- An indicator of future economic health fell for the 16th straight month in July, bolstering a prediction of a “short and shallow” recession from the fourth quarter until the first quarter of 2024, the Conference Board said Thursday.
- High interest rates, weak new orders, a dip in consumer perceptions for the business outlook and declining hours worked in manufacturing pushed down the Leading Economic Index by 0.4% last month, the Conference Board said.
- “The leading index continues to suggest that economic activity is likely to decelerate and descend into mild contraction in the months ahead,” Justyna Zabinska-LaMonica, senior manager of business cycle indicators at the Conference Board, said in a statement.
The market for U.S. Treasurys has also flagged recession risks for several months, with the yields of short-term bills far exceeding those on long-term bonds in what is known as an inverted yield curve. Many investors see a big gap between the yields on 10-year and 2-year Treasurys as a reliable harbinger of a downturn.
At the same time, robust retail spending, solid consumer confidence, a strong labor market and increasing signs of disinflation have prompted many private and public sector economists, including those at the Federal Reserve, to reverse recession forecasts in recent weeks.
Retail sales rose 0.7% in July, increasing for the fourth consecutive month as shoppers stepped up spending following several weeks of disinflation, solid wage gains and high demand for workers. Sales by e-commerce and other nonstore retailers surged 1.9% during the month and 10.3% compared with July 2022, the Commerce Department said Tuesday.
Some economists expect that the economy, despite the most aggressive monetary tightening in four decades, will achieve a “soft landing,” avoiding widespread layoffs and a recession as inflation falls toward the Fed’s 2% target.
“The economy isn’t landing — it’s flying high,” Ed Yardeni, president of Yardeni Research, said Wednesday in a research note, predicting that inflation will slow further.
Yardeni cited better-than-expected reports for housing starts and industrial production as well as robust consumer spending and residential investment.
The Atlanta Fed on Wednesday forecast that the economy will grow 5.8% on an annual basis during the third quarter, increasing its estimate from 3.9% on Aug. 1.
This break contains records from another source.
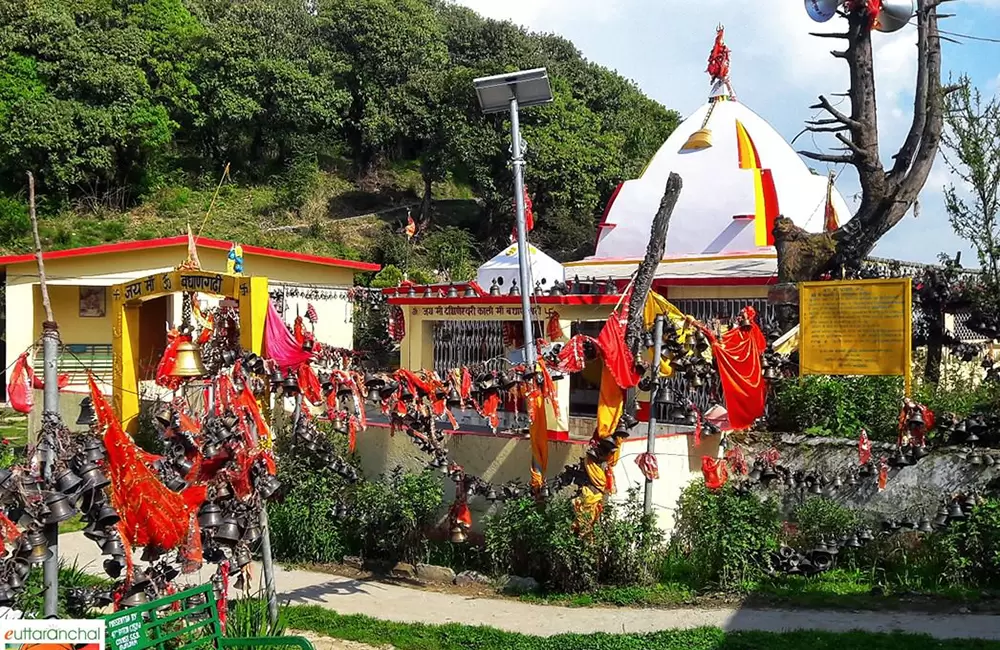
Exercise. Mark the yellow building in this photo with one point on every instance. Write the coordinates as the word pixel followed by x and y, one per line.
pixel 79 281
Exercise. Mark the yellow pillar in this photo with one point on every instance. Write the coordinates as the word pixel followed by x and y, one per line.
pixel 125 388
pixel 253 297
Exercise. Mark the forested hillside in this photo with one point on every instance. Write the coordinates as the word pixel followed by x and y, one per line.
pixel 335 117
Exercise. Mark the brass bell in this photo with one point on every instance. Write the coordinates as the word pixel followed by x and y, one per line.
pixel 228 532
pixel 59 509
pixel 67 482
pixel 243 557
pixel 113 546
pixel 106 517
pixel 267 486
pixel 700 139
pixel 93 449
pixel 210 515
pixel 36 547
pixel 188 363
pixel 87 416
pixel 113 566
pixel 93 477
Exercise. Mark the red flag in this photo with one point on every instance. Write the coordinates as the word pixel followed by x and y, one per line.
pixel 864 448
pixel 529 217
pixel 830 221
pixel 411 226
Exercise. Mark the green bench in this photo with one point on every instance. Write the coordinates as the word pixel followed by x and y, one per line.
pixel 189 619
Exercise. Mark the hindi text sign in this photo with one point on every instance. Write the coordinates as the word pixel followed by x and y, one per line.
pixel 855 327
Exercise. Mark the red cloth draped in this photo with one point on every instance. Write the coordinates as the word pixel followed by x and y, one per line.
pixel 151 514
pixel 714 471
pixel 279 344
pixel 737 356
pixel 617 357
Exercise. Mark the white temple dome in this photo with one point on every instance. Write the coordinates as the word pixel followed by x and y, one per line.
pixel 727 204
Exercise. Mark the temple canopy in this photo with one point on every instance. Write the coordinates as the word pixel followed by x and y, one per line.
pixel 504 266
pixel 739 174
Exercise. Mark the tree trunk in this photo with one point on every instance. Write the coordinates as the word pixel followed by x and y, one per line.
pixel 425 205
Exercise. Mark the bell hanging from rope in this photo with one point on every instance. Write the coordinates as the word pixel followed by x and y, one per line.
pixel 59 509
pixel 87 416
pixel 188 362
pixel 700 139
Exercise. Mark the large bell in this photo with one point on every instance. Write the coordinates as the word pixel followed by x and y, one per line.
pixel 894 15
pixel 59 509
pixel 228 532
pixel 700 139
pixel 87 416
pixel 210 515
pixel 35 548
pixel 68 483
pixel 188 363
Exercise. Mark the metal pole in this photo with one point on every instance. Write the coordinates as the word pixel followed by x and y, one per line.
pixel 523 257
pixel 50 410
pixel 647 497
pixel 266 559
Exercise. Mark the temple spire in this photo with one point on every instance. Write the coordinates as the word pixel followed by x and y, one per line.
pixel 718 68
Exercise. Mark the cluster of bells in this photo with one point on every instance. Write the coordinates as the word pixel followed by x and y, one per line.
pixel 972 431
pixel 822 558
pixel 309 438
pixel 775 474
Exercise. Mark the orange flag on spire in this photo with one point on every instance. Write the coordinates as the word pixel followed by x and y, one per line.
pixel 830 222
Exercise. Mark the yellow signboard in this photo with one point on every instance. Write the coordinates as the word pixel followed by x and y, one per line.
pixel 856 327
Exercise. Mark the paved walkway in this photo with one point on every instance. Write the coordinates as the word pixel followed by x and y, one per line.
pixel 402 604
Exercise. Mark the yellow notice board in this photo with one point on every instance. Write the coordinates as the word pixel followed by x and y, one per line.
pixel 856 327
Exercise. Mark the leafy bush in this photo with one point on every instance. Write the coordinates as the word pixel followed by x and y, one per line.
pixel 539 540
pixel 303 524
pixel 837 406
pixel 969 549
pixel 822 519
pixel 387 519
pixel 725 535
pixel 247 618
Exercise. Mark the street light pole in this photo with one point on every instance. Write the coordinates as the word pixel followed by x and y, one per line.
pixel 523 253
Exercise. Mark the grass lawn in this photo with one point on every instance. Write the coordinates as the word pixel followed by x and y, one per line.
pixel 404 636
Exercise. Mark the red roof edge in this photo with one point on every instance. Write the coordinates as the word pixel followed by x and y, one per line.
pixel 181 240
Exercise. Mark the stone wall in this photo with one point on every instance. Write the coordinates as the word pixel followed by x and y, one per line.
pixel 916 490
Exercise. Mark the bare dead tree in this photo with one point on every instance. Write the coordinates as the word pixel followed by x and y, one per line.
pixel 886 194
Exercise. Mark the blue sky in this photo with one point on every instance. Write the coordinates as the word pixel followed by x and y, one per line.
pixel 777 69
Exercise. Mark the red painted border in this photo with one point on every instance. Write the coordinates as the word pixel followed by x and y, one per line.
pixel 583 299
pixel 181 240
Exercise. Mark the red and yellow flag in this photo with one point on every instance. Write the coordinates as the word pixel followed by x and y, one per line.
pixel 766 208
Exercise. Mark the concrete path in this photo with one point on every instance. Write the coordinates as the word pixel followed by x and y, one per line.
pixel 402 604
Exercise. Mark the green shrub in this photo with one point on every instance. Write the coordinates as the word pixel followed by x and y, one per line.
pixel 246 617
pixel 725 535
pixel 388 519
pixel 969 549
pixel 303 524
pixel 837 406
pixel 539 540
pixel 819 519
pixel 389 276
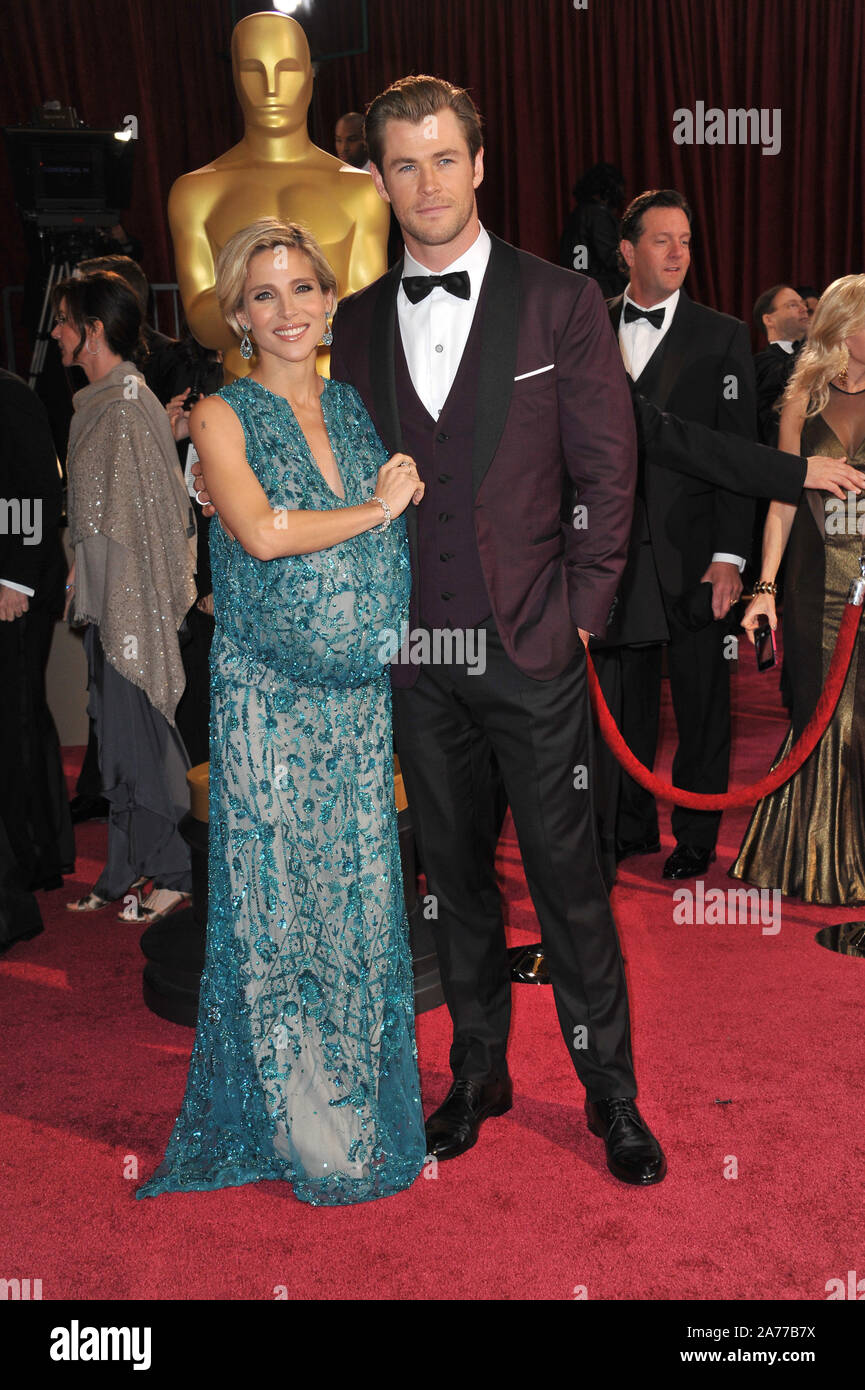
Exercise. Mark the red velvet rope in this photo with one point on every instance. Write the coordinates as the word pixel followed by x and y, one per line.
pixel 794 759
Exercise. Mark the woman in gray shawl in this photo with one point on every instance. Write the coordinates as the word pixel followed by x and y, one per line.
pixel 132 531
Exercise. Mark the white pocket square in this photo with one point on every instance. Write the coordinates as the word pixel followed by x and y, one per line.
pixel 536 373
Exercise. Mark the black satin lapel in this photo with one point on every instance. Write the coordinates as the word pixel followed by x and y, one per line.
pixel 675 352
pixel 499 337
pixel 383 377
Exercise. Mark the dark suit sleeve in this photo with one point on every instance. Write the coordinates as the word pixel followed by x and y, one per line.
pixel 600 448
pixel 29 474
pixel 736 414
pixel 723 459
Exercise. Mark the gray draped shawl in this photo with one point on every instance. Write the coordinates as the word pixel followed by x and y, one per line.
pixel 132 528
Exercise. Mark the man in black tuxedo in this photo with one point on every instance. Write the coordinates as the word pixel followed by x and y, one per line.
pixel 690 540
pixel 499 374
pixel 782 316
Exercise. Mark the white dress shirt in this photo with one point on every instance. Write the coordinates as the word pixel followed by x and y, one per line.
pixel 637 342
pixel 639 339
pixel 435 330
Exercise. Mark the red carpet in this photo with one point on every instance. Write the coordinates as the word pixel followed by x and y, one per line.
pixel 748 1052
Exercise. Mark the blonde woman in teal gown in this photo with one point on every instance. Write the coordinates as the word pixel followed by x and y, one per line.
pixel 303 1065
pixel 808 837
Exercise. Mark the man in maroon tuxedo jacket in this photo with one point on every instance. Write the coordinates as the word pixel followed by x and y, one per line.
pixel 502 378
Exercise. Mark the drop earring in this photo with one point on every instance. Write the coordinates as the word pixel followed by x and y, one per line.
pixel 844 362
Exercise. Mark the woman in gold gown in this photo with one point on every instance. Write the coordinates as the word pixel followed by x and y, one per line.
pixel 808 837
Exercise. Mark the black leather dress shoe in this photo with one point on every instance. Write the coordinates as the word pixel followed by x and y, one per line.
pixel 627 848
pixel 687 862
pixel 454 1126
pixel 88 808
pixel 633 1154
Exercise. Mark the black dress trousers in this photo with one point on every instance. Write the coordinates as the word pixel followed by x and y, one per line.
pixel 452 729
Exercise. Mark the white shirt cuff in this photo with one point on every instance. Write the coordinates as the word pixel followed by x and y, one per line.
pixel 729 559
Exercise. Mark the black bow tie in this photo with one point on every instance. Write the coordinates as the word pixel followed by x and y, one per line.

“As we all know the economy continues to grow,” Home Depot CEO Edward Decker said Tuesday, referring to “another great GDP print for the second quarter.”
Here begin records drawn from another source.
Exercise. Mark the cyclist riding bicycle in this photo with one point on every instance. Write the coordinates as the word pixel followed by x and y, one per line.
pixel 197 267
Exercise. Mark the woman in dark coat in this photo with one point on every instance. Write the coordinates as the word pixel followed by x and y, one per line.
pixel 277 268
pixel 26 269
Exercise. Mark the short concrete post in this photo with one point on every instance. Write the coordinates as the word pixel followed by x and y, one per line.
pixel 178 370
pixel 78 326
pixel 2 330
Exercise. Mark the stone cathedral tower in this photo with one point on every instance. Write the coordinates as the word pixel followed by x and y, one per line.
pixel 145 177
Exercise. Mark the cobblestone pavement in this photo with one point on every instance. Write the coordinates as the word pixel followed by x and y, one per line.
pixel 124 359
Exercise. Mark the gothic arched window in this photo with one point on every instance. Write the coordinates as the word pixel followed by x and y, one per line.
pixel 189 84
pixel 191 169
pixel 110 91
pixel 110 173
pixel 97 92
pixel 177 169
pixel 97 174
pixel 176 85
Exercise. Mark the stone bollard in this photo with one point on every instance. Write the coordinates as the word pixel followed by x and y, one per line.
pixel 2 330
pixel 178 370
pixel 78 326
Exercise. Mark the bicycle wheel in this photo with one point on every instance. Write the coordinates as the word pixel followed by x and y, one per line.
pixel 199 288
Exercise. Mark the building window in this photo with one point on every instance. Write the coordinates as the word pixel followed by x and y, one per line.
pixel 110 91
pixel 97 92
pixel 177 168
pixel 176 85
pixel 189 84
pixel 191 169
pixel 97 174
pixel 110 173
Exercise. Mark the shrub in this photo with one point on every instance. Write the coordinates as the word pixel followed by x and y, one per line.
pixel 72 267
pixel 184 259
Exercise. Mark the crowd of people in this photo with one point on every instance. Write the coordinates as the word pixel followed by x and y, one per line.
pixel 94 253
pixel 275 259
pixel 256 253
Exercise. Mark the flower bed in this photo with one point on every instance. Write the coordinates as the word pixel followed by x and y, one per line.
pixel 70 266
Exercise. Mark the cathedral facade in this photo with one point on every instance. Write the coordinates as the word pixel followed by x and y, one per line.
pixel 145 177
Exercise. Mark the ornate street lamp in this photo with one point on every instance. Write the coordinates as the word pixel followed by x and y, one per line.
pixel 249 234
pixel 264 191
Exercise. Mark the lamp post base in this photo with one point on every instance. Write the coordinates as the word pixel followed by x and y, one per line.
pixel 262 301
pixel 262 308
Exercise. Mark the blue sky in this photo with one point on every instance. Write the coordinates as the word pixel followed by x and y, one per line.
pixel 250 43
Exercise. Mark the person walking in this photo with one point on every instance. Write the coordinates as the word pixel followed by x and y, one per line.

“Fears of a recession, or at least a severe recession have largely subsided and the consumer is generally healthy,” Decker said during the company’s quarterly earnings call.
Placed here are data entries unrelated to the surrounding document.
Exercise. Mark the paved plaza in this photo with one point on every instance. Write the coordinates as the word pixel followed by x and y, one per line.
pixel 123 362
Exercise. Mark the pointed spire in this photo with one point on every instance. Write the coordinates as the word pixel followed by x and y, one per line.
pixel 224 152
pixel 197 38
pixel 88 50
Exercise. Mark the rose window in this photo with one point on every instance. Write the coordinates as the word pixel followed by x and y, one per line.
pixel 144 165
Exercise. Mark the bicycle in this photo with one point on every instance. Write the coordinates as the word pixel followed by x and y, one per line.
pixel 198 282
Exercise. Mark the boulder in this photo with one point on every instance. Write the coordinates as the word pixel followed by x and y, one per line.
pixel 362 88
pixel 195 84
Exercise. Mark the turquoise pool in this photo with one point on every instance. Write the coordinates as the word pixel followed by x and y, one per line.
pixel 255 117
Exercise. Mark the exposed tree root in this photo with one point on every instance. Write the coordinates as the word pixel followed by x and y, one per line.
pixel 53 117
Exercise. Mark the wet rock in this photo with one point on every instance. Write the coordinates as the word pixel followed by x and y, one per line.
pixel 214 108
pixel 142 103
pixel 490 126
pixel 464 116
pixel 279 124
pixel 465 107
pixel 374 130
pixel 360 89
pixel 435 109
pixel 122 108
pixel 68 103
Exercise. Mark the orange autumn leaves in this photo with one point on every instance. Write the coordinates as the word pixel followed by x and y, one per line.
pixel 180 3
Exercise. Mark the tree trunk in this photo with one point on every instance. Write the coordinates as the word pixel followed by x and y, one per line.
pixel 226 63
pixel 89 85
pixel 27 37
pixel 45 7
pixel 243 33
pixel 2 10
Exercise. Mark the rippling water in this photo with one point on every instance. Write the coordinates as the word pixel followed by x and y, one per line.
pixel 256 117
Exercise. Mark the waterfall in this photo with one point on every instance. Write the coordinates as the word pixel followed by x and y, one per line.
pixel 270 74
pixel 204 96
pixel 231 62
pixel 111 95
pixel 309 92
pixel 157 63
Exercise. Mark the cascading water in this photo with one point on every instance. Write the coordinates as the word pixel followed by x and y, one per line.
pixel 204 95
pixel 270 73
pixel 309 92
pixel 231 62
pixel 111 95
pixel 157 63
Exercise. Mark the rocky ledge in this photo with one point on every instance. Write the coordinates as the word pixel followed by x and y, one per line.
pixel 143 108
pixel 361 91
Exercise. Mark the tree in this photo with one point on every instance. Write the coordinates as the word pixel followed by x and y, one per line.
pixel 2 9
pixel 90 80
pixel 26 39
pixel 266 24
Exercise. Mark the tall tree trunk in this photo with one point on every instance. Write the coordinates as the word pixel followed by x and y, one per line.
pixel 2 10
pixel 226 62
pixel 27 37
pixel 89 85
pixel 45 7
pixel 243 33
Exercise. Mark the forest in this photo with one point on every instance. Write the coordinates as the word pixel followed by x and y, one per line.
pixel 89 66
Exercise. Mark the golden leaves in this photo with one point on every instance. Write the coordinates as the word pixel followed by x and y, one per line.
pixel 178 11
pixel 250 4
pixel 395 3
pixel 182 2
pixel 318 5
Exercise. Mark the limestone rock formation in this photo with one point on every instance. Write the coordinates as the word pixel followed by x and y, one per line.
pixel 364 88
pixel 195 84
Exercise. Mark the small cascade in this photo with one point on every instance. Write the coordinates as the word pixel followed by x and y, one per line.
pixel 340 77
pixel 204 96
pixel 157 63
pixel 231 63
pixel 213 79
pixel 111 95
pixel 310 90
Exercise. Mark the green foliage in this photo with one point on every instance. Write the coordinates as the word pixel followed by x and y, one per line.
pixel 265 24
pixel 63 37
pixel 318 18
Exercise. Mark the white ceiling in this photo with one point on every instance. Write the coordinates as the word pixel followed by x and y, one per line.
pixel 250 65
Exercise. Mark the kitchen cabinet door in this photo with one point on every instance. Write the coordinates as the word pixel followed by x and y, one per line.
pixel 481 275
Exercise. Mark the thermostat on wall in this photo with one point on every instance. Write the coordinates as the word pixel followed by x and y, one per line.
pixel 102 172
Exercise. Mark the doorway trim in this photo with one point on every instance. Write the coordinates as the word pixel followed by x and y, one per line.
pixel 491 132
Jobless claims during the week ended Aug. 12 declined by the most in five weeks, the Labor Department said Thursday, signaling that the labor market remains resilient even though the Fed since March 2022 has increased the main interest rate from near zero to a range between 5.25% and 5.5%.
The Conference Board on Thursday acknowledged current signs of economic strength, noting that its Coincident Economic Index has grown “slowly but inconsistently.”
“The CEI is signaling that we are currently still in a favorable growth environment,” Zabinska-LaMonica said. The CEI’s components include industrial production, payroll employment, personal income less transfer payments and manufacturing trade and sales.